The task list looks like this:

 0: stage:prep-install
 1: bootenv:sledgehammer
 2: erase-disks
 3: stage:centos-7-install
 4: bootenv:centos-7-install
 5: set-hostname
 6: centos-drp-only-repos
 8: ssh-access
 9: stage:runner-service
 10: drpcli-install
 11: stage:finish-install
 12: bootenv:local
 13: stage:complete

This workflow will wipe the disks of a system, then install centos 7, install a runner into the image, finish the install, reboot, and then get marked complete by the runner in newly booted os. In this case,

  1. the first stage sets the bootenv to sledgehammer (if we are there, it is fine nothing happens). If drpcli sees this as a change, it will attempt to kexec or reboot the node into that bootenv.
  2. In our case of a discovered node, the system is sitting in sledgehammer so nothing happens. The runner and DRP move through task list cleaning the disks until the bootenv change to centos-7-install.
  3. At this point, the runner sees the bootenv change and reboots/kexecs the system into that new bootenv.
  4. The centos-7-install bootenv installs the machine from the kickstart templates and during the post-install phase starts a runner in the system chroot.
  5. The runner pulls tasks and continues updating the system.
  6. This continues until the bootenv:local
  7. drpcli notices the bootenv change and prepares to reboot/kexec the system, but in this case does NOT.
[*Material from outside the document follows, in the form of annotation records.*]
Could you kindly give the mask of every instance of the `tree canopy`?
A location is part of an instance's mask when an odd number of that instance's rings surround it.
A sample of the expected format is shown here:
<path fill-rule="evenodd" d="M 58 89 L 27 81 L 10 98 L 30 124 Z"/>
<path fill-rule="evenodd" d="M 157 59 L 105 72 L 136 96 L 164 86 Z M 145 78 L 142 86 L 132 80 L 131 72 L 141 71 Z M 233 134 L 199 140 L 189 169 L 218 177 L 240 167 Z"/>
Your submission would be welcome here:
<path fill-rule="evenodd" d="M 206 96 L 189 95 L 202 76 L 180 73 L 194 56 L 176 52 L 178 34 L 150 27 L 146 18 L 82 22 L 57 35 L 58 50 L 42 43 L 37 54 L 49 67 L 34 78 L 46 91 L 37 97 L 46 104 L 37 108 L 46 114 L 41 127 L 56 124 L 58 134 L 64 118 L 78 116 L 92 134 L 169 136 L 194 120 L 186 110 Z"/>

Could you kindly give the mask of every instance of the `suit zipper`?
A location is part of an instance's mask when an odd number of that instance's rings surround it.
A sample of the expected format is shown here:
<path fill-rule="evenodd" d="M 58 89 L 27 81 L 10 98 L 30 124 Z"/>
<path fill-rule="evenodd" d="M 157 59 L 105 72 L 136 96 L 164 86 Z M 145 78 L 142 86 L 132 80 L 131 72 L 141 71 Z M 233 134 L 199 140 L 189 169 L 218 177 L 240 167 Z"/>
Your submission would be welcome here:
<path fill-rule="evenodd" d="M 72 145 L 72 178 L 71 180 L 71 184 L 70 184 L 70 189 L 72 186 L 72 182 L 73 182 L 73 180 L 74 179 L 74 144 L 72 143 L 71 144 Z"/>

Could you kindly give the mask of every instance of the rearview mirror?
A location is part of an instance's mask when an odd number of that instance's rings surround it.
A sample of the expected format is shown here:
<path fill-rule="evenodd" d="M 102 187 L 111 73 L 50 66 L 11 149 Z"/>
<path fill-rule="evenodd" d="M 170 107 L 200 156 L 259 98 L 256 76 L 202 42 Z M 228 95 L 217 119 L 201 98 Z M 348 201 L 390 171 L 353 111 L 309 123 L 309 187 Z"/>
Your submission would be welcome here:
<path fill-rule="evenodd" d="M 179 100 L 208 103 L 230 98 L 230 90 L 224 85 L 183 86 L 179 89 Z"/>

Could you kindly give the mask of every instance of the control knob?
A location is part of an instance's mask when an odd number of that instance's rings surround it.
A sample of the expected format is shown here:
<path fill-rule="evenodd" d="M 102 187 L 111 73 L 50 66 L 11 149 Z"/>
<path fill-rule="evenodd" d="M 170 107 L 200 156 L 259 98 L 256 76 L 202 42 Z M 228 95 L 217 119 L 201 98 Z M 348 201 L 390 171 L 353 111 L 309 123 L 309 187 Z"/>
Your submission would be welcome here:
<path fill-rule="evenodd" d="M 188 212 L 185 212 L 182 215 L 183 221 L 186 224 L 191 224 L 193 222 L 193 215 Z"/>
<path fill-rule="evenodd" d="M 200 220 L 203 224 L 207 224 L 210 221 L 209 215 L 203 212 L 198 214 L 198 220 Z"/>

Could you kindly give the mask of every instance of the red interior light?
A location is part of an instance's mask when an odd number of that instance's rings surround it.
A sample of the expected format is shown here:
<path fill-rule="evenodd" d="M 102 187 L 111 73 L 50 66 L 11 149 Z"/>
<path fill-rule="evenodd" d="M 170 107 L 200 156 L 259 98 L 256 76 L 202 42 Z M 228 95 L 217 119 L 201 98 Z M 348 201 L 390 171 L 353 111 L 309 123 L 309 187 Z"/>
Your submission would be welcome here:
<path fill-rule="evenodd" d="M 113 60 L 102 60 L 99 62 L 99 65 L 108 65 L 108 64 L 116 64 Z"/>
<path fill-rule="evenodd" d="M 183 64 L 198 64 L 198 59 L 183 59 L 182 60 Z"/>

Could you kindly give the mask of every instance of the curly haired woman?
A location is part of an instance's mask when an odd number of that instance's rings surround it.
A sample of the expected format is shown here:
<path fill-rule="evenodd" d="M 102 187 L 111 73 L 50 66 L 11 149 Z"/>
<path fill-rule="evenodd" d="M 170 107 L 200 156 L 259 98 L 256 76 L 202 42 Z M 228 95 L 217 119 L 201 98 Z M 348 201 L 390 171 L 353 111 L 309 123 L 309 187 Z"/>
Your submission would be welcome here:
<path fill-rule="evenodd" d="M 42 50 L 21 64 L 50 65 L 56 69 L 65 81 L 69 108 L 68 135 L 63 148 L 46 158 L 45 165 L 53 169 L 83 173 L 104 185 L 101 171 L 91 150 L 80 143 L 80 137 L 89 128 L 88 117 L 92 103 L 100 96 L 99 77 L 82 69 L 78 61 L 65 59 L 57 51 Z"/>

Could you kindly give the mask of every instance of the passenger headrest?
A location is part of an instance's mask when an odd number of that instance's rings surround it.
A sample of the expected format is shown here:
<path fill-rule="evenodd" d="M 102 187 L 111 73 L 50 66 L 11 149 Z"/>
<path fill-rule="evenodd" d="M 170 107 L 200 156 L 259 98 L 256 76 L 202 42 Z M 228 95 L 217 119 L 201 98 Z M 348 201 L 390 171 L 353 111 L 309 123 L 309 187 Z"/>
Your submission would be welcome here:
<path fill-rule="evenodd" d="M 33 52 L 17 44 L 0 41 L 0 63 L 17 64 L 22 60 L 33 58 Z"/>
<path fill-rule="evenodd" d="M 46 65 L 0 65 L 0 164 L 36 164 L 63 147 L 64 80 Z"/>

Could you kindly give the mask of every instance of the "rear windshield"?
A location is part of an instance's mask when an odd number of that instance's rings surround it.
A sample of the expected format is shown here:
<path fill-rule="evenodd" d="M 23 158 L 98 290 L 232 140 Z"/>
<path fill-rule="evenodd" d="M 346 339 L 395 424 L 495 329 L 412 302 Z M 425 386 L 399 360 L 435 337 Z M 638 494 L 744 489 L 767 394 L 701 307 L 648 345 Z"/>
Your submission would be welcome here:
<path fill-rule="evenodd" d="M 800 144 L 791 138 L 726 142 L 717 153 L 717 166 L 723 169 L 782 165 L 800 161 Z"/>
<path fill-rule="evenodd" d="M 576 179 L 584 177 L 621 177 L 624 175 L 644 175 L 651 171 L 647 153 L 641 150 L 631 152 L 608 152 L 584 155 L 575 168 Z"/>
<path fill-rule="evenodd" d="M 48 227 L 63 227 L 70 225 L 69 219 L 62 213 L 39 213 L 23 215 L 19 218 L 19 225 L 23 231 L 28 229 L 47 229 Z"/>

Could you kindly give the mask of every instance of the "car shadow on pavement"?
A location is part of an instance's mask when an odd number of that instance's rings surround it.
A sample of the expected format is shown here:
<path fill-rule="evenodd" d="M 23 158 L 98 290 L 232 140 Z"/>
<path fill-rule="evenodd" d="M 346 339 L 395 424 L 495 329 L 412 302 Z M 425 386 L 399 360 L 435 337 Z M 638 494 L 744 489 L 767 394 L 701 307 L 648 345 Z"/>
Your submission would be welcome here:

The runner has a historical anomaly for this case. If the bootenv's name ends in -install, the runner exits instead of rebooting/kexecing. This allows the kickstart / preseed based OSes to "finish" their processing and reboot or kexec themselves.
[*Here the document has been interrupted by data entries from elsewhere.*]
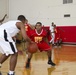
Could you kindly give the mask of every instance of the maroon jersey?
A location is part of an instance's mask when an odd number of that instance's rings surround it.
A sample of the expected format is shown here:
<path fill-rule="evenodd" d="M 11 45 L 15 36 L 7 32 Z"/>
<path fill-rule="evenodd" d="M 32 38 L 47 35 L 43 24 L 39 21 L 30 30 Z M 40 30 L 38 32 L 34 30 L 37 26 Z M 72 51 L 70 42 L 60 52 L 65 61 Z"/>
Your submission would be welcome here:
<path fill-rule="evenodd" d="M 29 24 L 25 24 L 25 31 L 26 31 L 26 34 L 28 35 L 28 37 L 30 37 L 30 32 L 31 32 L 31 27 Z"/>

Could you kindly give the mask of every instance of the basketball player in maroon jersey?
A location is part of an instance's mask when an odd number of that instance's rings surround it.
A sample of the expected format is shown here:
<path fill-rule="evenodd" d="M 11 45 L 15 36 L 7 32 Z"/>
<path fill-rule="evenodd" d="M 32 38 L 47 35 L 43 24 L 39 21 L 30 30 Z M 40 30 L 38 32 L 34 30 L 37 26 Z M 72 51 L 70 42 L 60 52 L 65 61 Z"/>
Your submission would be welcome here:
<path fill-rule="evenodd" d="M 48 64 L 55 66 L 55 63 L 53 63 L 51 60 L 51 47 L 46 41 L 46 35 L 47 35 L 47 32 L 42 28 L 42 23 L 37 22 L 35 25 L 35 29 L 30 34 L 30 38 L 33 42 L 37 43 L 37 46 L 40 52 L 42 51 L 47 52 Z M 26 68 L 30 67 L 30 61 L 31 61 L 32 55 L 33 55 L 32 53 L 28 53 L 28 59 L 25 66 Z"/>

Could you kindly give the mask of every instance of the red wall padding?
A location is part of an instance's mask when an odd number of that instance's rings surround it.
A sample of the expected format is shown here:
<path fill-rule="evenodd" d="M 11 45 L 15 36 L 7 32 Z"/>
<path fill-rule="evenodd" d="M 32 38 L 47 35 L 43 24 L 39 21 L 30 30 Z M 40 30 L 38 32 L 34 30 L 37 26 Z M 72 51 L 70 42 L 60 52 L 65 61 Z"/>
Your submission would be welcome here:
<path fill-rule="evenodd" d="M 76 26 L 57 26 L 57 37 L 63 42 L 76 43 Z"/>
<path fill-rule="evenodd" d="M 49 27 L 45 27 L 49 29 Z M 56 38 L 61 38 L 63 42 L 76 43 L 76 26 L 57 26 Z"/>

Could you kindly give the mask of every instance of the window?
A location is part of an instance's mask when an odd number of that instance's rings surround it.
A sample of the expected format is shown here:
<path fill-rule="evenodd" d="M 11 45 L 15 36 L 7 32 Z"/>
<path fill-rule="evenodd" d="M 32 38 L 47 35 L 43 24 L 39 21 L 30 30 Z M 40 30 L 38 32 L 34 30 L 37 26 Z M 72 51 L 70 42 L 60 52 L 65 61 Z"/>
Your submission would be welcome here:
<path fill-rule="evenodd" d="M 64 17 L 70 17 L 70 14 L 65 14 Z"/>
<path fill-rule="evenodd" d="M 73 0 L 63 0 L 63 4 L 73 3 Z"/>

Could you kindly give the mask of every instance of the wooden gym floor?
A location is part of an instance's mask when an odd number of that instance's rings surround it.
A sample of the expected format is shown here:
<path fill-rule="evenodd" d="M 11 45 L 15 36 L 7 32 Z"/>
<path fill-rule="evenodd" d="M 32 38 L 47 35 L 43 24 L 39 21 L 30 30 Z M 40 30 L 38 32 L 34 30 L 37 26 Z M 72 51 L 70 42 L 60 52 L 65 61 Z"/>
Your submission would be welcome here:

Once the system boots from the local disk, the runner starts and processes the last task which has DRP set the stage to complete. The runner goes idle at that point.

Contexts

Contexts are a new top-level object that allow dr-provision to support the underlying idea that tasks for a machine can run somewhere besides on the machine itself. You can find more on contexts.

Empty BootEnv

Another thing to note is that a stage with an empty bootenv ("") means use the currently set bootenv without change. So, you could also boot into sledgehammer, then use stages that never change bootenv or set bootenv. This machine doesn't reboot through the process.

Many of the stages don't specify bootenv because they can be run in many different bootenvs. This way they continue working where ever they are run. In some cases, stages have a specific requirement about a bootenv (like the install ones or some of the machine prep/update ones assume sledgehammer because of tooling or machine state (like disks not mounted)).